令和8年熊本地震 トヨタ・ホンダが「通れた道」公開 車両データで被災地の移動支援

令和8年熊本地震を受け、トヨタが公開した九州・熊本周辺の通行実績を確認できる「通れた道マップ」

7月28日午後4時27分ごろに発生した令和8年熊本地震を受け、トヨタ自動車とホンダは29日、被災地で実際に車が通行できた道路を示す情報をそれぞれ公開した。道路の寸断や通行止めが相次ぐ中、避難や支援活動に役立つ参考情報として注目されている。

今回の地震では、熊本県宇城市と氷川町で最大震度7を観測し、九州の広い範囲で強い揺れが確認された。九州自動車道をはじめ、高速道路や一般道でも通行止めや規制が続いており、被災地では「今どの道が通れるのか」を把握することが大きな課題となっている。

こうした中、トヨタは企業サイト上で「通れた道マップ」を公開した。トヨタのテレマティクスサービスを利用する車両から集めたプローブ情報をもとに、直近24時間以内に通行実績のあった道路を地図上で表示する仕組みだ。交通規制の情報に加え、独自のデータによる渋滞や混雑の状況も確認できるとしている。

一方、ホンダも「通行実績情報マップ」を公開した。こちらはインターナビ搭載車などの走行軌跡データを活用し、車両が実際に通れた道路を参考情報として示すものだ。災害時に現場の移動を支える情報基盤として活用が期待される。

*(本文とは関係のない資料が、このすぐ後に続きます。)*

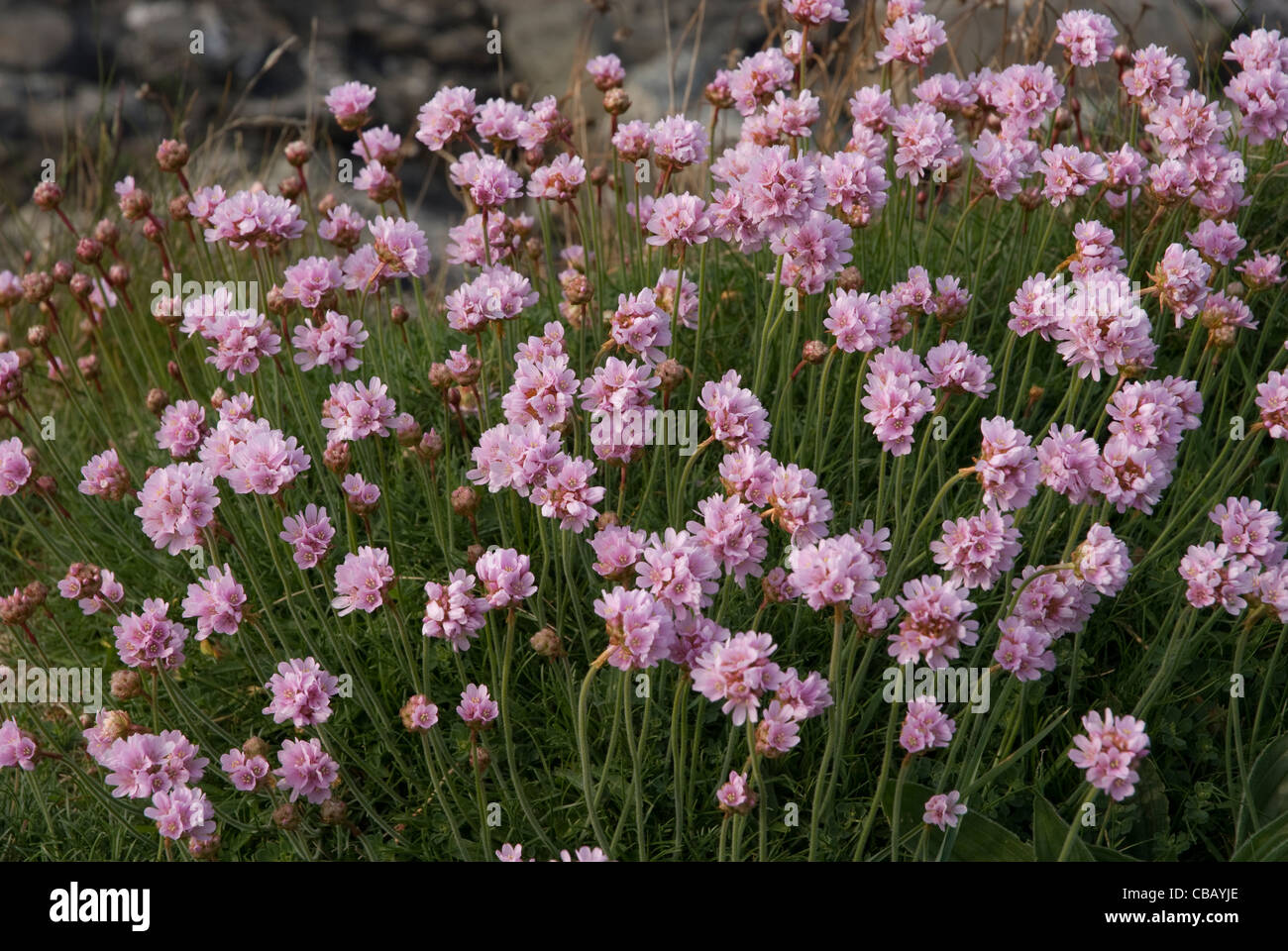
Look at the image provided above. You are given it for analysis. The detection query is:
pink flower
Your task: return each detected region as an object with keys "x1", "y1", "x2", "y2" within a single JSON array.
[
  {"x1": 1256, "y1": 370, "x2": 1288, "y2": 438},
  {"x1": 402, "y1": 693, "x2": 438, "y2": 733},
  {"x1": 1177, "y1": 541, "x2": 1256, "y2": 614},
  {"x1": 930, "y1": 508, "x2": 1020, "y2": 590},
  {"x1": 278, "y1": 502, "x2": 335, "y2": 570},
  {"x1": 134, "y1": 463, "x2": 219, "y2": 554},
  {"x1": 528, "y1": 152, "x2": 587, "y2": 202},
  {"x1": 262, "y1": 657, "x2": 340, "y2": 728},
  {"x1": 877, "y1": 13, "x2": 948, "y2": 67},
  {"x1": 1235, "y1": 252, "x2": 1284, "y2": 290},
  {"x1": 975, "y1": 416, "x2": 1038, "y2": 511},
  {"x1": 1069, "y1": 707, "x2": 1149, "y2": 802},
  {"x1": 205, "y1": 192, "x2": 306, "y2": 250},
  {"x1": 98, "y1": 729, "x2": 210, "y2": 799},
  {"x1": 1055, "y1": 10, "x2": 1118, "y2": 68},
  {"x1": 112, "y1": 598, "x2": 188, "y2": 670},
  {"x1": 899, "y1": 698, "x2": 957, "y2": 753},
  {"x1": 698, "y1": 370, "x2": 769, "y2": 450},
  {"x1": 326, "y1": 81, "x2": 376, "y2": 132},
  {"x1": 1122, "y1": 44, "x2": 1190, "y2": 113},
  {"x1": 456, "y1": 683, "x2": 501, "y2": 731},
  {"x1": 1150, "y1": 243, "x2": 1212, "y2": 327},
  {"x1": 587, "y1": 53, "x2": 626, "y2": 93},
  {"x1": 783, "y1": 0, "x2": 850, "y2": 26},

両社はいずれも、地図上で通行実績が示されている道路について、現在の安全な通行を保証するものではないと注意を呼びかけている。地震直後の被災地では、時間の経過とともに道路状況が急変することがあるほか、緊急交通路の指定や通行規制が新たにかかる可能性もあるためだ。

それでも、実際の車両走行データをもとにしたこうした情報は、避難する住民だけでなく、支援物資の搬送や安否確認、医療支援に向かう関係者にとっても有力な判断材料になる。被災地では、道路が地図上では存在していても、落石や陥没、橋の損傷などで通れないケースがある。リアルタイムに近い形で「通れた実績」を示す意義は小さくない。

自動車メーカーが保有する走行ビッグデータを災害時に活用する取り組みは、東日本大震災以降、社会インフラの補完手段として定着しつつある。今回の令和8年熊本地震でも、こうした情報公開の早さが、被災地の移動支援や救援活動の下支えにつながるかが焦点となる。

被災地では余震も続いており、道路状況は刻々と変化している。通行実績マップは有力な参考情報となる一方、実際の移動にあたっては、自治体、警察、道路管理者などが出す最新情報を必ず確認することが求められる。

編集部まとめ

令和8年熊本地震を受け、トヨタとホンダが実際に車が通行できた道路を示すマップを公開しました。通行止めや道路損傷が相次ぐ中、避難や支援活動の参考情報として重要性が高まっています。一方で、通行実績が現在の安全を保証するものではなく、最新の規制情報とあわせた確認が必要です。

週刊TAKAPI編集部/成田

特記事項:この記事は2026年7月29日時点で公表された企業発表および提供情報をもとに構成しています。道路状況や通行規制は随時変化する可能性があり、実際の移動時には最新情報の確認が必要です。